As I step inside the house, I am greeted by darkness. The lights are off and everything is pitch black. Visiting the Jacksons is about to earn me a lecture from Dad. I quietly slip out of my shoes and pick them up, dangling them on two fingers as I climb up the stairs. I tiptoe most of the way, not wanting to wake my parents up.

The lights are switched on just as I am about to enter my room, making me stop on my way.

The universe is against me today.

I am past my curfew time and even though I am a mature adult capable of taking care of myself and it shouldn't matter at all, Dad will be pissed when he sees me now. The man doesn't give a damn about my independence but is very cautious of me so that I don't end up dying like his son. It is annoying but that is the only thing I can't call him out on.

I turn slowly, shoes in hand, and find Mom and Dad looking at me. They are already dressed in their nightclothes which means they were about to retire for the night but the sight of Mom's messy hair and the hickey on her neck makes me aware that they were doing something else entirely.

Mom flicks her eyes between me and Dad, wringing her fingers nervously and I look at the floor, ashamed at being caught.

"Was that Jacksons' driver who dropped you off?" Dad asks and I nod slowly.

I spent a little too much time with Rose. She gave me to examine twelve of her new dresses and I had a fun evening telling her my thoughts about each of them; I even helped her pick an outfit for tomorrow for a blind date. It wasn't until hours later that I realized how much time had passed.

"I called you, mija. Why didn't you pick it up?" Mom questions, her voice soft and her tone civilized, unlike Dad.

"My phone was on silent," I reply.

I hear Dad sigh and he pinches the bridge of his nose before looking back at me. "You're about to be married in a week and you—"

"In a week?" I interrupt, startled by this new information. "What do you mean by a week? That's too early!"

Dad's jaw sets itself in a hard manner and his eyes keep me rooted to my spot with a dark look in them.

"It's in a week. I already talked to Vaughn and he has agreed."

"What nonsense!" I shout, dropping my shoes to the floor and stealing a glance at Mom who is staring at me with a guilty expression on her face. "How can you fix my wedding date without even telling me? It's a matter of my life!"

"You're marrying a Jackson!" Dad shouts too, matching the pitch of my voice. "You've no right to talk about matters regarding the Hills anymore. I need no favors from Vaughn. If I struck a deal with him, then I'll fulfill my part of the gain just as soon as he does his."

"But why the wedding?" I argue. "You could just have held an engagement."

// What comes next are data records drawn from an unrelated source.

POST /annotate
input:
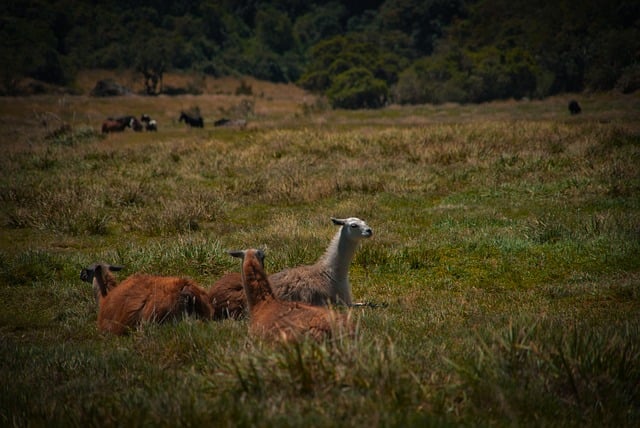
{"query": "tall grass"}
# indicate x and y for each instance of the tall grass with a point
(504, 262)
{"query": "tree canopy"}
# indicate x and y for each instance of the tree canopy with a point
(359, 54)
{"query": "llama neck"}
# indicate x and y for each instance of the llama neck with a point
(336, 260)
(103, 287)
(256, 286)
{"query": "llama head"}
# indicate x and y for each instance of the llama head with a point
(98, 275)
(248, 255)
(353, 228)
(87, 274)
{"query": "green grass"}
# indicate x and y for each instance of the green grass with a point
(504, 257)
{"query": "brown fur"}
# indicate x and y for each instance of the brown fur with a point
(227, 297)
(147, 298)
(325, 282)
(284, 320)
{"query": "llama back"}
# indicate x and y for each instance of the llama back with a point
(150, 298)
(303, 284)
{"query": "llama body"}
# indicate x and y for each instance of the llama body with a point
(276, 319)
(145, 298)
(326, 281)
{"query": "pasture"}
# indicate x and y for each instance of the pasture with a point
(505, 260)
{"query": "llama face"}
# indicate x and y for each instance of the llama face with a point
(355, 228)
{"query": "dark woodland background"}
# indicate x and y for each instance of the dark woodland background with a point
(359, 54)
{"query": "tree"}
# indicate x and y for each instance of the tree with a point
(357, 88)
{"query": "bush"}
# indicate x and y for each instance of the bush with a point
(357, 88)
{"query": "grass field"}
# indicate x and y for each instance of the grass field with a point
(506, 251)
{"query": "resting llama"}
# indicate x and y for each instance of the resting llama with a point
(275, 319)
(143, 298)
(326, 281)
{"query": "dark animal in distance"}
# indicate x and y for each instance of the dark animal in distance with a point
(574, 107)
(239, 123)
(149, 124)
(112, 125)
(194, 122)
(118, 124)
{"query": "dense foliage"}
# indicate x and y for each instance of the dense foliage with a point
(415, 51)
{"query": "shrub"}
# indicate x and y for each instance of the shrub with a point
(357, 88)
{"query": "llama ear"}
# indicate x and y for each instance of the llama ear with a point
(86, 274)
(98, 280)
(236, 253)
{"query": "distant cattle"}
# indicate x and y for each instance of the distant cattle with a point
(149, 124)
(574, 107)
(240, 123)
(111, 125)
(194, 122)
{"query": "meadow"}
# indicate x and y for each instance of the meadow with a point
(504, 262)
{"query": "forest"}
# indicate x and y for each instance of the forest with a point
(363, 54)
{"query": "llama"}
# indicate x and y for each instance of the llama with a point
(149, 124)
(326, 281)
(274, 319)
(87, 274)
(194, 122)
(144, 298)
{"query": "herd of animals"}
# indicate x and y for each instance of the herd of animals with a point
(298, 302)
(288, 305)
(120, 123)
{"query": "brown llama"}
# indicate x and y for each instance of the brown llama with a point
(145, 298)
(287, 321)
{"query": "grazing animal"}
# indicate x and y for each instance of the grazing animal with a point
(149, 124)
(143, 298)
(194, 122)
(229, 123)
(326, 281)
(135, 124)
(275, 319)
(112, 125)
(574, 107)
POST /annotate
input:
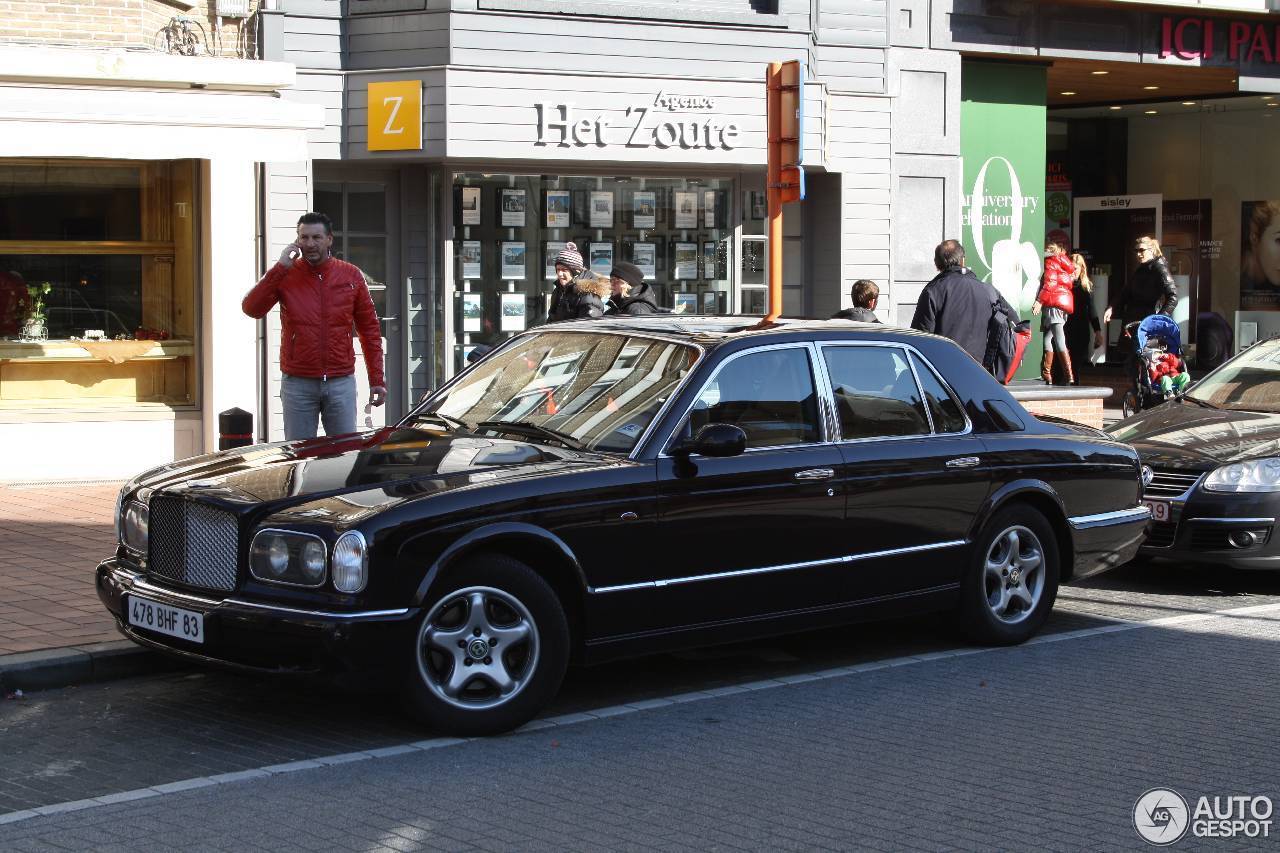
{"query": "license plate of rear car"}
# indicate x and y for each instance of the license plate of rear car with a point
(165, 619)
(1159, 510)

"And risk you changing your mind so that Vaughn has leverage on me?" Dad points out. "Never."

He is too clever for me. I miss the Dad I had when my brother was alive. He used to be so kind and soft towards me — from taking us to the amusement park every Sunday to chatting happily during dinner, asking us about our day. He was so different. We were a happy family then and look at him now.

"But I have dreams, Dad. Dreams about how I want my wedding to happen. You can't take that away from me. It's about my whole life." I attempt to make him understand. "How can it all happen in a week? There are so many arrangements to be made."

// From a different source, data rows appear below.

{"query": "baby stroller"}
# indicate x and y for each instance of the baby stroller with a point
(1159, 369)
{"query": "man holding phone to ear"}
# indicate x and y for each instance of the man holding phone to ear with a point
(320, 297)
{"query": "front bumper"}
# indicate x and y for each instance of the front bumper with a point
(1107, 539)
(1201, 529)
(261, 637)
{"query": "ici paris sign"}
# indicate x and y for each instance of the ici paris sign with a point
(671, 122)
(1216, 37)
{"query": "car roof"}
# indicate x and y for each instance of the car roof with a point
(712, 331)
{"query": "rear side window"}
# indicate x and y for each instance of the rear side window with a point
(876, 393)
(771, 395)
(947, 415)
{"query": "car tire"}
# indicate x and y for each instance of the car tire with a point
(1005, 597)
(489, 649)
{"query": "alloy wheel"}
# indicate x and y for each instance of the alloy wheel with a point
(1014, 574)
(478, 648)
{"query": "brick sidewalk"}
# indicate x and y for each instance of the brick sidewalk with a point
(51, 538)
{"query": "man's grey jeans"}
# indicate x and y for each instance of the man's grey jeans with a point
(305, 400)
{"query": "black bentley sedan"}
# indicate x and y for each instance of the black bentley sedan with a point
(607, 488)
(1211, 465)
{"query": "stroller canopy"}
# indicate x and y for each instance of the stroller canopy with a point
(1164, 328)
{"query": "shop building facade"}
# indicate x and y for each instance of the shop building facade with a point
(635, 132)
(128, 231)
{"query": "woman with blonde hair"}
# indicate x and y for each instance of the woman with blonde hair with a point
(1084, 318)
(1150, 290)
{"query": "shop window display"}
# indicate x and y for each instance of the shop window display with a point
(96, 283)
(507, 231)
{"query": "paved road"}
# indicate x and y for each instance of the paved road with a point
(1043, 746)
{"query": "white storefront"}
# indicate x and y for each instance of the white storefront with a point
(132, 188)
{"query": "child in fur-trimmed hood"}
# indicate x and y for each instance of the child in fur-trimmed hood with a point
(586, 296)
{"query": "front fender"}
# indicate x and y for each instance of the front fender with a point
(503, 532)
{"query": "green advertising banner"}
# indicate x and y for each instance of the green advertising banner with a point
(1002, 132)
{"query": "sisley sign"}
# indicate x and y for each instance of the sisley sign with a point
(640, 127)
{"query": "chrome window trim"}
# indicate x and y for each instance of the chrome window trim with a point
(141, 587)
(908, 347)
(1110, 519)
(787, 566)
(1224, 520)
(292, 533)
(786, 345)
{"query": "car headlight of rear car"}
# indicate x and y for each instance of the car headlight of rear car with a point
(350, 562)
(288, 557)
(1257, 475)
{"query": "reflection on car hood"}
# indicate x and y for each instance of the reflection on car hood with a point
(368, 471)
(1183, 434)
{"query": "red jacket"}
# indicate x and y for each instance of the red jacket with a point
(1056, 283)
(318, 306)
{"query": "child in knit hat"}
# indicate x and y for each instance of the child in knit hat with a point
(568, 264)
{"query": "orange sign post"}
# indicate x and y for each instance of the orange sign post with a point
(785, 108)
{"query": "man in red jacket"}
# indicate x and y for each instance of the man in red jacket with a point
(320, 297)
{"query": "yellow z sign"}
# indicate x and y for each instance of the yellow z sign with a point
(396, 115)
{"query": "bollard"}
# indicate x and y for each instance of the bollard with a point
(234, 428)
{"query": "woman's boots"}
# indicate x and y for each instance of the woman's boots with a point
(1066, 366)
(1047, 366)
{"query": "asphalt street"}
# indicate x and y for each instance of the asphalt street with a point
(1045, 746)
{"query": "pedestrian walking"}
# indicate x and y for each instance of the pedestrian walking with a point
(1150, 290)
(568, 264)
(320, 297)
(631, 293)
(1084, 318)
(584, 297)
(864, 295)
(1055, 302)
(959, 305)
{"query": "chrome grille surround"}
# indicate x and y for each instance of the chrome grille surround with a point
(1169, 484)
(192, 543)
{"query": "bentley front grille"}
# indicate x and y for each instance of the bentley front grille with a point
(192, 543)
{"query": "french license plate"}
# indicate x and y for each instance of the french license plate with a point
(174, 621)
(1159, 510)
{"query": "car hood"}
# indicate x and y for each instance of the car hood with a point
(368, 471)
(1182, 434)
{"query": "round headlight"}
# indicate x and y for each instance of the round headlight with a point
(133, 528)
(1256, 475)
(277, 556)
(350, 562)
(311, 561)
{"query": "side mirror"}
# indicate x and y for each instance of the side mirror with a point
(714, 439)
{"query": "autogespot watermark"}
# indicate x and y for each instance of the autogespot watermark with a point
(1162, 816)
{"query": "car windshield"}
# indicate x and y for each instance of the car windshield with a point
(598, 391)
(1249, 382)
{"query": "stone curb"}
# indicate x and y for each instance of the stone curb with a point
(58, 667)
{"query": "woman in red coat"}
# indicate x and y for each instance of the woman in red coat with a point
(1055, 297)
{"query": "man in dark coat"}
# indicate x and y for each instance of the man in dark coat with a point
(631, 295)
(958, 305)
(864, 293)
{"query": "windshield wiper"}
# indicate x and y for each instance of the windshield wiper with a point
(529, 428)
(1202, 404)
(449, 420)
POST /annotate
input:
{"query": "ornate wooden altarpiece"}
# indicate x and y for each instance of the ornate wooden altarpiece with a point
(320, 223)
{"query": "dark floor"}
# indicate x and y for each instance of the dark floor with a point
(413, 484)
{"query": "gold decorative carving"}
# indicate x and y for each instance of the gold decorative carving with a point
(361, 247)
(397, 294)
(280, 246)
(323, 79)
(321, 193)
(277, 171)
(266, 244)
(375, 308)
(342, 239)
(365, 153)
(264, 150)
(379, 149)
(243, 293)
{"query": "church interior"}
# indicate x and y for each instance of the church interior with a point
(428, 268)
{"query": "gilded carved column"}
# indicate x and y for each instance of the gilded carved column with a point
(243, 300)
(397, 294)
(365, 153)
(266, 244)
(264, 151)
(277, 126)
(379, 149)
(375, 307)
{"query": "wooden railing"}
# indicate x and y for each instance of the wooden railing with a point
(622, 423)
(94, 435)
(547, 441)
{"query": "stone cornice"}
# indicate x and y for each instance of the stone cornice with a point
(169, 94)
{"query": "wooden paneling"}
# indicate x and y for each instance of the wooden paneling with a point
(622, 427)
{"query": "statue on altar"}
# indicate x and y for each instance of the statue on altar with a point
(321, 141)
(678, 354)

"Vaughn will take care of everything." Dad waves a hand in the air. "He will pay for everything so you have a week to hire whoever you want to as your wedding planner and spend how much you would like to spend. He said no limitations."

Why did God make men? The world would have been so much better if it was just us women capable of birthing more women.

"You should be ashamed of calling yourself a father," I scoff.

"Mija, he's your father," Mom chides me. "Don't say that!"

"Well, I didn't choose him to be my sperm donor," I mutter under my breath.

"Claire—"

I spin around and rush to my room, slamming the door shut before they can say anything else.

I lean against the wood, my head spinning with today's events, and find my breath hitching, trying to resist a sob.

I will not cry. No one can break me — neither Dad nor Vaughn.

I throw my bag to the side as I lie down on the bed, staring at the ceiling. I am going to be married in a week and I don't know shit about marriage. I don't even know what being married even means other than losing your freedom to men. I saw my Mom give up her independence but in her case, she would have fought but she didn't because she loves Dad too much. She believes in her marriage as something pure and sacred. She will do anything Dad asks of her.

Sanctity of marriage my foot!

My mind reminds me that it is only for six months but my heart feels heavy. There is a weight in my chest and I regret making this decision. I have just thrown myself from one Pandora's box to the other and the worst thing is that I have to live with it. All thanks to Vaughn.

After much thought, I pull my phone out of my bag and dial Vaughn's number. He doesn't pick up at first but after two missed calls and at the start of a third ring, I finally hear his voice.

"What's wrong with you, nemesis?" I hear him let out a grunt and before I can reply, the unfamiliar sound of a woman's moan reaches my ear.

My heart skips a beat. He wasn't home when I left his house and now I know where he might be.

"I... " I fumble for words, trying hard to ignore the woman's voice as background noise. "You talked to Dad about our wedding being in a week?"

"Your Dad..." He lets out a breathy sigh before continuing. "He wanted to stand firm on his side of the deal."

"Ah! Vaughn...that feels so...good," the woman cries out and I have to close my eyes as my head hurts at the sound.

She is loud.

"How can you agree with him without talking to me? It's our wedding! Not yours alone."

"I don't give a fuck, nemesis. None of this has actual meaning. In case you forgot, we both don't give a shit about the marriage as long as you have your end of the deal and I've mine."

The annoying woman cries his name out loud and I feel my chest emptying. Who the hell is she and why is Vaughn with her this late at night?

"Vaughn, are you with someone?" I can't help but ask.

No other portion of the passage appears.